In Oregon under Measure 109, licensed psilocybin service centres may possess and administer psilocybin mushroom products. The Oregon Health Authority's psilocybin programme rules (OAR Chapter 333) set specifications for psilocybin product manufacturing, testing (total psilocybin content by validated HPLC), and dispensing within licensed facilities. An exhibit seized outside a licensed facility, or from a person transporting product across state lines (still a federal violation), requires the same chemical confirmation: HPLC-DAD or LC-MS/MS quantification of psilocybin and psilocin content.

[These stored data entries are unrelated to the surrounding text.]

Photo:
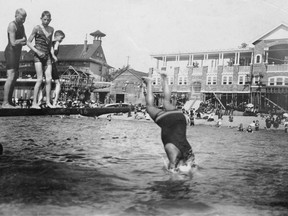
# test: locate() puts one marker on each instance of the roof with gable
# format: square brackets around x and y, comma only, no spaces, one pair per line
[76,51]
[279,32]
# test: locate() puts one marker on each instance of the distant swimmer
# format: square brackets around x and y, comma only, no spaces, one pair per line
[173,127]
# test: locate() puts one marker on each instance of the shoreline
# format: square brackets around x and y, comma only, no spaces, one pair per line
[237,120]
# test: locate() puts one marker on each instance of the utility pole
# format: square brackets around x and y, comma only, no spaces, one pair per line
[128,57]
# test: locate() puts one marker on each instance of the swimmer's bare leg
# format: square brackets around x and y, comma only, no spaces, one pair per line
[173,154]
[149,98]
[167,94]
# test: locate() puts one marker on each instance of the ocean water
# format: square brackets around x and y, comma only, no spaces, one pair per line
[86,166]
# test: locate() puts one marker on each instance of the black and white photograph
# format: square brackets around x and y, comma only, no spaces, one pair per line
[144,108]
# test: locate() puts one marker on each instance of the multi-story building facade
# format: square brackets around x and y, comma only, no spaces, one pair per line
[88,59]
[257,75]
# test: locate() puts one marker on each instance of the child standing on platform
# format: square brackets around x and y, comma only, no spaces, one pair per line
[16,39]
[42,58]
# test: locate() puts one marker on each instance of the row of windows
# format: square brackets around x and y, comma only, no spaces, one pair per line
[182,80]
[278,81]
[242,80]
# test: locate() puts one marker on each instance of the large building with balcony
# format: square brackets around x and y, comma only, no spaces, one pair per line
[255,74]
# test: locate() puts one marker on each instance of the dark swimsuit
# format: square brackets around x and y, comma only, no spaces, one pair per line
[42,44]
[13,53]
[55,74]
[173,125]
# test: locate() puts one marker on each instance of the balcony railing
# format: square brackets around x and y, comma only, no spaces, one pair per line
[197,71]
[277,68]
[228,69]
[244,68]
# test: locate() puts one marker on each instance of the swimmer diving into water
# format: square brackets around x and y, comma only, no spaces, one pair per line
[173,126]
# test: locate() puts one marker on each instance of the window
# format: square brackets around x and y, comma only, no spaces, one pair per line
[271,81]
[171,80]
[279,81]
[197,87]
[211,80]
[185,81]
[154,80]
[256,80]
[224,80]
[227,80]
[230,80]
[286,81]
[241,79]
[158,80]
[180,80]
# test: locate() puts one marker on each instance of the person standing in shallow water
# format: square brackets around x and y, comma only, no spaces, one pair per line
[16,39]
[173,126]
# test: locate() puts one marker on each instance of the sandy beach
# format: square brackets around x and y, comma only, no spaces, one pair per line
[237,120]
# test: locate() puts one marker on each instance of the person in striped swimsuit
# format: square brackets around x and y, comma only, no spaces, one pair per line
[42,57]
[173,126]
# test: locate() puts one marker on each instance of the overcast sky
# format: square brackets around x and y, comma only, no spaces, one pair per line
[139,28]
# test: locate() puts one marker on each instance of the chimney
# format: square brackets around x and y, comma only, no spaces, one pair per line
[97,37]
[97,41]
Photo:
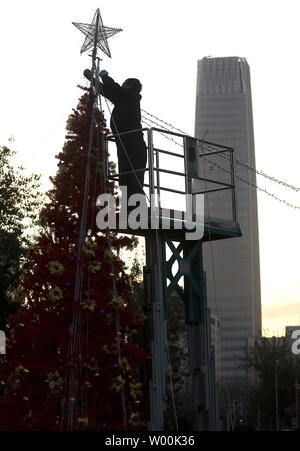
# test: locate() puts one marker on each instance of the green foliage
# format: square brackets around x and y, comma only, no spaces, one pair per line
[20,201]
[262,397]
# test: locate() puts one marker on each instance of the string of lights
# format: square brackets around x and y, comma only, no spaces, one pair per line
[149,122]
[237,160]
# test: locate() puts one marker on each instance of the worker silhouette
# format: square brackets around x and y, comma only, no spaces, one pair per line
[126,116]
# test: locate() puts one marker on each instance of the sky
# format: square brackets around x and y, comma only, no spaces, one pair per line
[160,44]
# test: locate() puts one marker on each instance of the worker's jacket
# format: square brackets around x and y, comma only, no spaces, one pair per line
[126,114]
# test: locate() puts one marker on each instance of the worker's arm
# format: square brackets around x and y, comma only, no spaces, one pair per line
[110,88]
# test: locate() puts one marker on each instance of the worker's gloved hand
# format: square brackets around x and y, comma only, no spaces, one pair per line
[88,74]
[103,73]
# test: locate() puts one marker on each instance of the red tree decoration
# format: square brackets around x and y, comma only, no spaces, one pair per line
[33,372]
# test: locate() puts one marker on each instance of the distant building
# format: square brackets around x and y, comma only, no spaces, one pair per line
[224,116]
[215,341]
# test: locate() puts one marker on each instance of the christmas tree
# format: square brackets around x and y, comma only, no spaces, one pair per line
[39,373]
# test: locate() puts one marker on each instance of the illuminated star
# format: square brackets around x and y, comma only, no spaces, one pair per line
[96,31]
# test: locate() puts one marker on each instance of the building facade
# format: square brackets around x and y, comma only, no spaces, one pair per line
[224,116]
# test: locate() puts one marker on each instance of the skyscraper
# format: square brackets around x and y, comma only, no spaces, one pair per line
[224,116]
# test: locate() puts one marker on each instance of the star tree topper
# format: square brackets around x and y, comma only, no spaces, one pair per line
[96,31]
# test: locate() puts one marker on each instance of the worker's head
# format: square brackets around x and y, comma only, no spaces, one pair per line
[132,83]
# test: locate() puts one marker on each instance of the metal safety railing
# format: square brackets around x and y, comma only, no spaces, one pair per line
[195,158]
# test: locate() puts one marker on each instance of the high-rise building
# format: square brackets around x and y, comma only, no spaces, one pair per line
[224,116]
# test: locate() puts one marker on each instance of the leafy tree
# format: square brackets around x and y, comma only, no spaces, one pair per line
[262,400]
[20,202]
[41,369]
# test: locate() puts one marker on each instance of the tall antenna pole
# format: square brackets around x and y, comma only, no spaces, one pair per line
[96,36]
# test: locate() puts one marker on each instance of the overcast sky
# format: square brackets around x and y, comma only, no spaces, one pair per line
[160,44]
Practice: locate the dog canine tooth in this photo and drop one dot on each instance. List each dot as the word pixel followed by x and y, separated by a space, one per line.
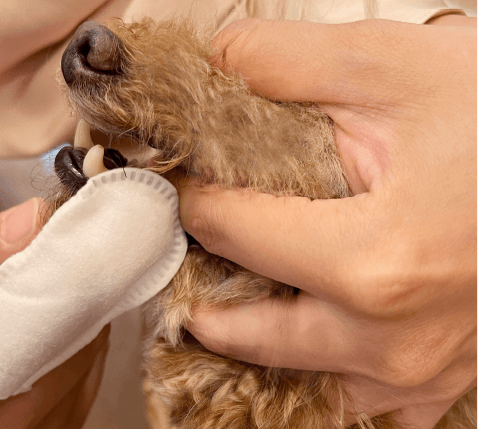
pixel 82 135
pixel 93 163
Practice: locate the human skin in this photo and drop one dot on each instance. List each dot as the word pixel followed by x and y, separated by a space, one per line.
pixel 387 277
pixel 63 397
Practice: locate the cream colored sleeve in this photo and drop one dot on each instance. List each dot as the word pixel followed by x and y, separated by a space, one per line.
pixel 411 11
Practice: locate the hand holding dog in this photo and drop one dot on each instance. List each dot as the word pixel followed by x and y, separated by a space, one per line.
pixel 63 397
pixel 387 278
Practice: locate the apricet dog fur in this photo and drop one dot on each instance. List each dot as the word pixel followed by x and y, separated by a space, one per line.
pixel 163 92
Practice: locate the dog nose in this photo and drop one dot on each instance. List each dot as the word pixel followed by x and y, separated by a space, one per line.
pixel 94 50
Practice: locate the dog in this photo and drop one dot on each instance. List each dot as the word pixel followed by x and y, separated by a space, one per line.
pixel 153 83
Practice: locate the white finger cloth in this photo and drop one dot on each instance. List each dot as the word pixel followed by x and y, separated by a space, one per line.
pixel 109 249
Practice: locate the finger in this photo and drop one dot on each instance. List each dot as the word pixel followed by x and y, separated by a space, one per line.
pixel 19 226
pixel 324 246
pixel 281 334
pixel 72 411
pixel 51 388
pixel 339 64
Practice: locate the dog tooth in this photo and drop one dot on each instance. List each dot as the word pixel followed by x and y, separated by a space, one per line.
pixel 82 135
pixel 93 163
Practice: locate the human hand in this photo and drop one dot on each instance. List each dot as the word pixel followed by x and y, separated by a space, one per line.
pixel 63 397
pixel 387 278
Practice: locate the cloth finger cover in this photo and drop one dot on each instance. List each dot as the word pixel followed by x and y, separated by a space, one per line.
pixel 109 249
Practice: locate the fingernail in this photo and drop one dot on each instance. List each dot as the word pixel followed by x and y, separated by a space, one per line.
pixel 19 222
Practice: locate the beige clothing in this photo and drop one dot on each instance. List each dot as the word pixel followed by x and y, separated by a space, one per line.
pixel 34 118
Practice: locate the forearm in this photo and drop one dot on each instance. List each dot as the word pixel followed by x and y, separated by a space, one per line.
pixel 454 20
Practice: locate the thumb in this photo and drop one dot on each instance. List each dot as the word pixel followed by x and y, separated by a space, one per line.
pixel 19 226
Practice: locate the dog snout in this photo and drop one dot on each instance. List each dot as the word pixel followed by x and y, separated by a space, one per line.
pixel 93 51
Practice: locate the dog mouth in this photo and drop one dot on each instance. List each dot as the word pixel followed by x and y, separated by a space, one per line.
pixel 74 165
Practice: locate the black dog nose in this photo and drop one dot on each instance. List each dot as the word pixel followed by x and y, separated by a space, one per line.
pixel 94 50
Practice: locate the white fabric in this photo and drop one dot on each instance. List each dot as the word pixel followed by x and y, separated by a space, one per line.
pixel 109 249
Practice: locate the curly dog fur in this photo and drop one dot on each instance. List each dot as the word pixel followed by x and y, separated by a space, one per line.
pixel 207 124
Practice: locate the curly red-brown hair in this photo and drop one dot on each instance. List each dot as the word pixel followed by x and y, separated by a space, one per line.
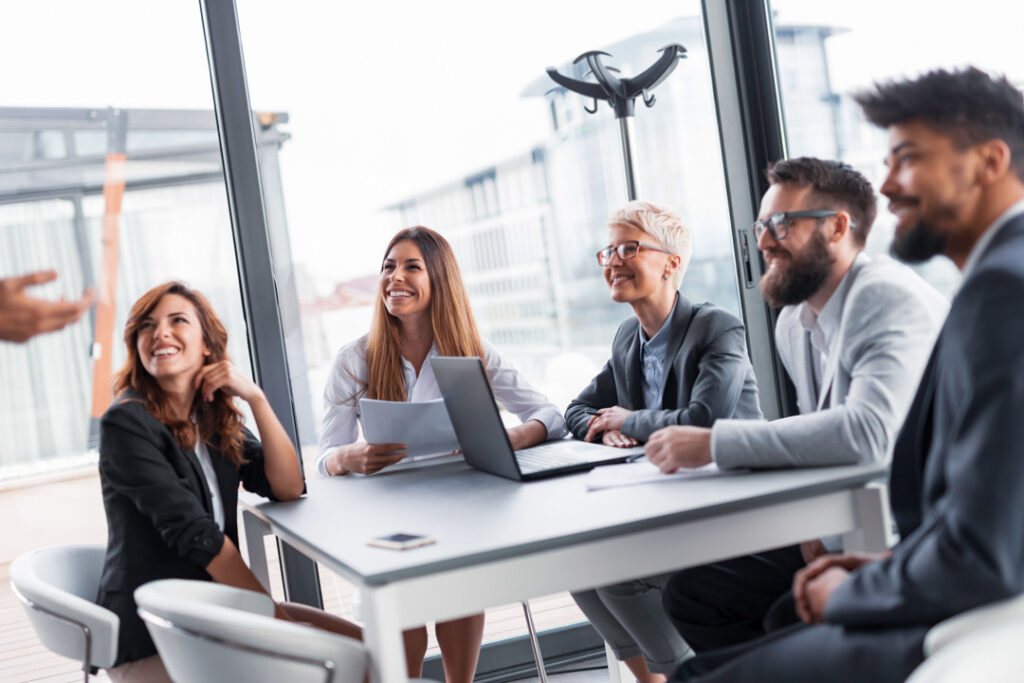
pixel 218 417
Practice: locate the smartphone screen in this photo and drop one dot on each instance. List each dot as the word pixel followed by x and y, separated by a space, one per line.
pixel 400 541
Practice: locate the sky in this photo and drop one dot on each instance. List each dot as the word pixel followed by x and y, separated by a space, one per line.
pixel 388 98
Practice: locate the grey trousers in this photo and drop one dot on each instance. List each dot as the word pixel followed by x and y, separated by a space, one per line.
pixel 630 619
pixel 150 670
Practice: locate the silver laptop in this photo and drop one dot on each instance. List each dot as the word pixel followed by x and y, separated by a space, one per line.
pixel 478 427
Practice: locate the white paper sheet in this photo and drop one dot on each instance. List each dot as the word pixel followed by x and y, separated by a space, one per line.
pixel 425 427
pixel 610 476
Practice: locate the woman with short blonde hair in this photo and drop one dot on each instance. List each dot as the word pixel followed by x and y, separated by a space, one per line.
pixel 674 363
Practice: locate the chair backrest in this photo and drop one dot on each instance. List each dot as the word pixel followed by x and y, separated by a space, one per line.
pixel 1004 612
pixel 992 654
pixel 207 632
pixel 58 588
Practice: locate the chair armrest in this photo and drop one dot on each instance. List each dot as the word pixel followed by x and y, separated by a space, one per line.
pixel 999 613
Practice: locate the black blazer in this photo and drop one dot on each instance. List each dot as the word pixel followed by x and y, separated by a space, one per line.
pixel 159 511
pixel 708 375
pixel 957 475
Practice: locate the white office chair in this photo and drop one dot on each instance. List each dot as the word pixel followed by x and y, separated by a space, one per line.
pixel 58 588
pixel 1003 613
pixel 210 633
pixel 980 644
pixel 992 654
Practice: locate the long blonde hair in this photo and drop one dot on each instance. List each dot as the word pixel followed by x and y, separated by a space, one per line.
pixel 451 316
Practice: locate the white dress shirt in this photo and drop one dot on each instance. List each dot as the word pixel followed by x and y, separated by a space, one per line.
pixel 345 387
pixel 823 327
pixel 203 455
pixel 986 238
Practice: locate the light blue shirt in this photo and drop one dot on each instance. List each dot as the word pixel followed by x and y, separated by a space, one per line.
pixel 652 365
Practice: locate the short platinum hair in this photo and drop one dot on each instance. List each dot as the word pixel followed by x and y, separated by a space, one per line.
pixel 663 224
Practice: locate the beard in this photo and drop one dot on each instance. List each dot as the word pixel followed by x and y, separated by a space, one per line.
pixel 919 243
pixel 802 278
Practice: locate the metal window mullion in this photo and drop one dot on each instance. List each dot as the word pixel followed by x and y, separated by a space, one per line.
pixel 252 249
pixel 740 50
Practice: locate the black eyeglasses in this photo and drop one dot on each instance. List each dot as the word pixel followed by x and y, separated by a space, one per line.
pixel 778 223
pixel 626 251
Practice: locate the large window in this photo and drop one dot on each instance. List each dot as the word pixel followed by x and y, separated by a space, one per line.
pixel 111 174
pixel 855 45
pixel 441 115
pixel 396 120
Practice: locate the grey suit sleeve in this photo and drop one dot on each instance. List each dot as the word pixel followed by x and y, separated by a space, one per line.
pixel 968 551
pixel 599 393
pixel 887 334
pixel 721 372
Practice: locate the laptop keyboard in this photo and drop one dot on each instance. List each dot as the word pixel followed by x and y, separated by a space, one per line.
pixel 545 457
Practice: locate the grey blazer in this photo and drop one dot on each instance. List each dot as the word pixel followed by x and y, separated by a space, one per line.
pixel 889 322
pixel 707 375
pixel 957 475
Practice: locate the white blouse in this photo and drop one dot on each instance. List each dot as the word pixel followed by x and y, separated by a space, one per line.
pixel 344 388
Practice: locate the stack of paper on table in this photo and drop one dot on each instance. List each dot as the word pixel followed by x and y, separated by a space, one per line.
pixel 425 427
pixel 630 474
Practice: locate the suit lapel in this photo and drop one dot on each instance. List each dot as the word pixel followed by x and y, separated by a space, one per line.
pixel 828 375
pixel 910 451
pixel 679 324
pixel 800 341
pixel 832 363
pixel 204 492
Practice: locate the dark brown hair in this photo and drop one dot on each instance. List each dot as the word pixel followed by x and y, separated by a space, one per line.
pixel 452 319
pixel 834 185
pixel 218 417
pixel 968 105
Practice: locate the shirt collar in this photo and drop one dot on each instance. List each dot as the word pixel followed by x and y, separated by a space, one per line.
pixel 431 353
pixel 827 321
pixel 660 338
pixel 987 237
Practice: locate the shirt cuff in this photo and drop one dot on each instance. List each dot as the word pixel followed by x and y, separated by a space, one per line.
pixel 322 462
pixel 551 419
pixel 720 452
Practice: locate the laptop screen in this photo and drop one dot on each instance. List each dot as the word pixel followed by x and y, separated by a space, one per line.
pixel 474 415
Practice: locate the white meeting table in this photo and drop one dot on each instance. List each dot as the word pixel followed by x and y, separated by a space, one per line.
pixel 502 542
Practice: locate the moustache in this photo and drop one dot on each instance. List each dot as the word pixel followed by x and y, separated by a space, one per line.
pixel 896 200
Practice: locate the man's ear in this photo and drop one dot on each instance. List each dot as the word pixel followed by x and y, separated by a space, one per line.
pixel 995 160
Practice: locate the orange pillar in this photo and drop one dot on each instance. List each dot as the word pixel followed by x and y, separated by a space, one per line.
pixel 114 189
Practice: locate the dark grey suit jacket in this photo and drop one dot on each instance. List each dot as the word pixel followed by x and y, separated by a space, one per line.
pixel 957 476
pixel 160 512
pixel 707 375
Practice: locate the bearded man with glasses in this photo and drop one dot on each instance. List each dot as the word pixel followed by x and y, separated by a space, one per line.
pixel 854 335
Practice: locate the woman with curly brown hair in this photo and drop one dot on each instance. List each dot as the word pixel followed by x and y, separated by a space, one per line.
pixel 172 453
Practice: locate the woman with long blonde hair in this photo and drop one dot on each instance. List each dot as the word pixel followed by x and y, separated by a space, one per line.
pixel 422 310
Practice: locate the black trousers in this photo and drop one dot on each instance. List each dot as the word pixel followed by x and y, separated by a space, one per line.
pixel 725 603
pixel 813 653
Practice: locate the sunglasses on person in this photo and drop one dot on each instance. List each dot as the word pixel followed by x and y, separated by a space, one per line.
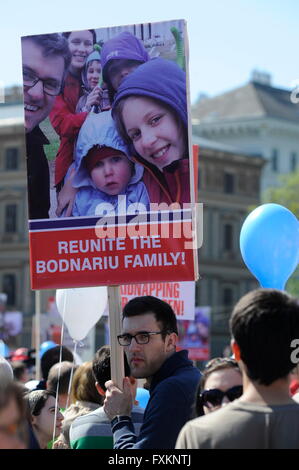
pixel 215 396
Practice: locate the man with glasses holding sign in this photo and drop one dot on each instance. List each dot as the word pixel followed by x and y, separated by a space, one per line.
pixel 149 337
pixel 45 60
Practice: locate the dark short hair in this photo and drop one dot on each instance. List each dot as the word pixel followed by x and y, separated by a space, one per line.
pixel 18 368
pixel 92 31
pixel 16 391
pixel 218 363
pixel 52 45
pixel 101 366
pixel 63 370
pixel 163 312
pixel 52 356
pixel 36 400
pixel 263 323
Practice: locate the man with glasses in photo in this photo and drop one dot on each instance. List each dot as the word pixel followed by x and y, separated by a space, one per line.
pixel 149 337
pixel 264 324
pixel 45 61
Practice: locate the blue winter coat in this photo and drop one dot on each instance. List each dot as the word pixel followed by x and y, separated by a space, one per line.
pixel 99 129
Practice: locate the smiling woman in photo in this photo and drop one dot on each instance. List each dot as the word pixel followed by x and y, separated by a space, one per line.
pixel 150 110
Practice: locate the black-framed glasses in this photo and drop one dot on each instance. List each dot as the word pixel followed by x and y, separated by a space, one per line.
pixel 215 396
pixel 50 86
pixel 142 337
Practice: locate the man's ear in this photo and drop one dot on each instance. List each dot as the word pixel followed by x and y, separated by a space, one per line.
pixel 171 341
pixel 99 389
pixel 236 350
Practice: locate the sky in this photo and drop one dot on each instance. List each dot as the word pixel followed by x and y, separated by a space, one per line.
pixel 227 38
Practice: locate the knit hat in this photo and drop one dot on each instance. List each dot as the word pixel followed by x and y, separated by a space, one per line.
pixel 97 154
pixel 123 46
pixel 160 79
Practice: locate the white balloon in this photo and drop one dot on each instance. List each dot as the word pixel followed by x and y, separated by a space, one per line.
pixel 81 308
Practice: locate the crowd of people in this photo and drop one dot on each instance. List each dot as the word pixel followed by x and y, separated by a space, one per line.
pixel 249 400
pixel 121 119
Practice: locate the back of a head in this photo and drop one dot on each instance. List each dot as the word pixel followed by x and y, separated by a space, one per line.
pixel 6 372
pixel 263 323
pixel 83 386
pixel 163 312
pixel 36 400
pixel 52 356
pixel 62 371
pixel 101 366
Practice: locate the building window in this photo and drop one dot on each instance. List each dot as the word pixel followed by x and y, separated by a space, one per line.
pixel 274 160
pixel 11 218
pixel 11 158
pixel 229 183
pixel 9 287
pixel 293 162
pixel 228 237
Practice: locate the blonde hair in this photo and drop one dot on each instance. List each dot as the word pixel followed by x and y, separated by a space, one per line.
pixel 83 386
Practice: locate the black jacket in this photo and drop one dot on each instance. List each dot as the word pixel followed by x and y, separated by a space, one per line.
pixel 38 175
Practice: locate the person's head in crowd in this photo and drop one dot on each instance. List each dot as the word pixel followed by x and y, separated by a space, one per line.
pixel 263 324
pixel 102 370
pixel 52 356
pixel 61 372
pixel 220 383
pixel 120 56
pixel 24 355
pixel 69 415
pixel 150 111
pixel 83 387
pixel 92 73
pixel 41 405
pixel 149 334
pixel 45 60
pixel 80 45
pixel 20 371
pixel 13 432
pixel 6 373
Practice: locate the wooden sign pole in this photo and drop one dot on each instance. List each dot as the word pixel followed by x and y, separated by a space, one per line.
pixel 117 351
pixel 37 334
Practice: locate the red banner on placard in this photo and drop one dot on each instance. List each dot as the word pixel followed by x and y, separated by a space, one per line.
pixel 68 258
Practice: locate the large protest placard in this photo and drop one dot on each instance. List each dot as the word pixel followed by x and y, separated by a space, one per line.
pixel 109 156
pixel 179 295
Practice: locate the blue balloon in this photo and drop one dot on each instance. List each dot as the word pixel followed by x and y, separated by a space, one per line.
pixel 45 346
pixel 142 396
pixel 4 349
pixel 269 243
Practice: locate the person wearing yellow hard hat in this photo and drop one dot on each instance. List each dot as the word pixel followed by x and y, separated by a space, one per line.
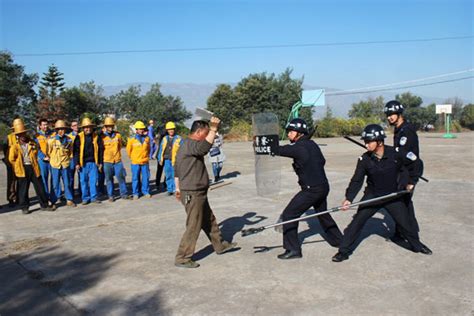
pixel 88 157
pixel 59 152
pixel 12 183
pixel 41 138
pixel 113 166
pixel 23 156
pixel 72 166
pixel 151 134
pixel 169 146
pixel 138 149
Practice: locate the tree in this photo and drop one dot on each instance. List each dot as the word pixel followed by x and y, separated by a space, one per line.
pixel 155 105
pixel 221 103
pixel 467 116
pixel 372 108
pixel 409 100
pixel 258 93
pixel 76 103
pixel 51 105
pixel 17 97
pixel 125 103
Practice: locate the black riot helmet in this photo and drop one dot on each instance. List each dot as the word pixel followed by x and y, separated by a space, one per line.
pixel 373 132
pixel 297 125
pixel 393 107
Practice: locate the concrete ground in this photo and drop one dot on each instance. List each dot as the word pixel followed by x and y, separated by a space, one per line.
pixel 117 258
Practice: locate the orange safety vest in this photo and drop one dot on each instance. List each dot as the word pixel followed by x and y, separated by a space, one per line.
pixel 15 156
pixel 81 150
pixel 112 147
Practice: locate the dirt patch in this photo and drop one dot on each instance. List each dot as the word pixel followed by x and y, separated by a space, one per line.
pixel 30 244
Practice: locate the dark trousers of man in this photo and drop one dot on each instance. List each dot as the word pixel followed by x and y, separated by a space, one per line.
pixel 411 215
pixel 12 185
pixel 24 186
pixel 396 208
pixel 198 216
pixel 301 202
pixel 159 172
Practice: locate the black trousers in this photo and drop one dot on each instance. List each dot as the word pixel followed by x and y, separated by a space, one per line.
pixel 411 215
pixel 12 185
pixel 397 208
pixel 24 186
pixel 301 202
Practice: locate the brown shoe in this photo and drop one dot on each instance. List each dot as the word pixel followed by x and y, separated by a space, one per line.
pixel 227 247
pixel 188 264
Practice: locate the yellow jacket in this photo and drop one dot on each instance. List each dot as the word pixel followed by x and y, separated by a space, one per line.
pixel 81 136
pixel 15 156
pixel 11 139
pixel 72 136
pixel 42 140
pixel 59 151
pixel 112 147
pixel 138 149
pixel 176 141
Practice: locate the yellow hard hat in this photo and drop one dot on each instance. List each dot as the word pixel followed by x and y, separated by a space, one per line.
pixel 60 124
pixel 19 128
pixel 86 122
pixel 109 121
pixel 170 125
pixel 139 125
pixel 16 122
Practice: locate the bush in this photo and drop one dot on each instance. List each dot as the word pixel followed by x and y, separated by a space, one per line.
pixel 467 116
pixel 240 131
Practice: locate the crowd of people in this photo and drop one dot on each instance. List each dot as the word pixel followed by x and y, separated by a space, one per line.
pixel 57 157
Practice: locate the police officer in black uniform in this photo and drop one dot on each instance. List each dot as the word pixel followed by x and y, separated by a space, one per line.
pixel 405 140
pixel 386 173
pixel 308 163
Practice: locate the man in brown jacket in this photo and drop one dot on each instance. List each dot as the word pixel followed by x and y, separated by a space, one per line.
pixel 192 183
pixel 23 156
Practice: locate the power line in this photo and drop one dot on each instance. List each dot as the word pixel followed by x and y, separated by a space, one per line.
pixel 406 82
pixel 399 88
pixel 191 49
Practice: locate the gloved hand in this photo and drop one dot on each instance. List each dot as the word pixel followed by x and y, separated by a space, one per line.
pixel 279 228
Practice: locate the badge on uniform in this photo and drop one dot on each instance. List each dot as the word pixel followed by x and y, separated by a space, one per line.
pixel 403 141
pixel 411 156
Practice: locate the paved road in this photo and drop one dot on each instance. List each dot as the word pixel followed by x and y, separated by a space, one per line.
pixel 117 258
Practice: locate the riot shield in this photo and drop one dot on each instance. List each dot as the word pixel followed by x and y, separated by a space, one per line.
pixel 267 165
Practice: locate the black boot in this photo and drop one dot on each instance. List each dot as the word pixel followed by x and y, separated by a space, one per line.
pixel 340 256
pixel 290 254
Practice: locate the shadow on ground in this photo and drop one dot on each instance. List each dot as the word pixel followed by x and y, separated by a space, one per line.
pixel 38 277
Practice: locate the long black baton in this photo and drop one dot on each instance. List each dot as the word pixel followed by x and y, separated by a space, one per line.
pixel 251 231
pixel 362 145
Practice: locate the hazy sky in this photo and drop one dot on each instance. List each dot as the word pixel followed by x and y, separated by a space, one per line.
pixel 71 26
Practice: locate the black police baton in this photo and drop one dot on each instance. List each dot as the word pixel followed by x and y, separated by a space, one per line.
pixel 362 145
pixel 251 231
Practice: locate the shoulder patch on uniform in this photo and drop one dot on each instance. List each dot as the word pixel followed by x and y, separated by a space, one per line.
pixel 403 141
pixel 411 156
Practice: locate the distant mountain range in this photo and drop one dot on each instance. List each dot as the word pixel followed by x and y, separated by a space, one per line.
pixel 195 95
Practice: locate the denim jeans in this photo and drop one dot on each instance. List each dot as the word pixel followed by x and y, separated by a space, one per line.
pixel 117 170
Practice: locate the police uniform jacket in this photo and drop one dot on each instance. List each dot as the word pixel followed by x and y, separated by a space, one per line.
pixel 405 139
pixel 385 175
pixel 308 162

In Australia, the TGA's rescheduling (Delegate's final decision, February 2023, effective 1 July 2023) permits authorised psychiatrists to prescribe MDMA and psilocybin for specific therapeutic indications. The authorised prescriber pathway requires prior TGA approval for each patient. Forensic laboratories in Australia must now distinguish between pharmaceutical-context psilocybin (theoretically present in a licensed psychiatric practice) and illicit psilocybin. Packaging, GMP (good manufacturing practice) batch documentation, and chain-of-custody records determine this, not chemical identity alone.

At the federal level in the US, psilocybin and psilocin remain Schedule I (no accepted medical use, high abuse potential) under the Controlled Substances Act. The FDA's breakthrough therapy designations awarded to Compass Pathways (COMP360, synthetic psilocybin, for treatment-resistant depression) and USONA Institute (for major depressive disorder) do not alter Schedule I status; they only expedite the FDA review process for investigational new drug applications. Until the DEA formally rescheduled the compounds, FDA-approved Phase II/III clinical trials operate under Schedule I research exemptions (DEA Schedule I researcher registration, 21 CFR 1301.18).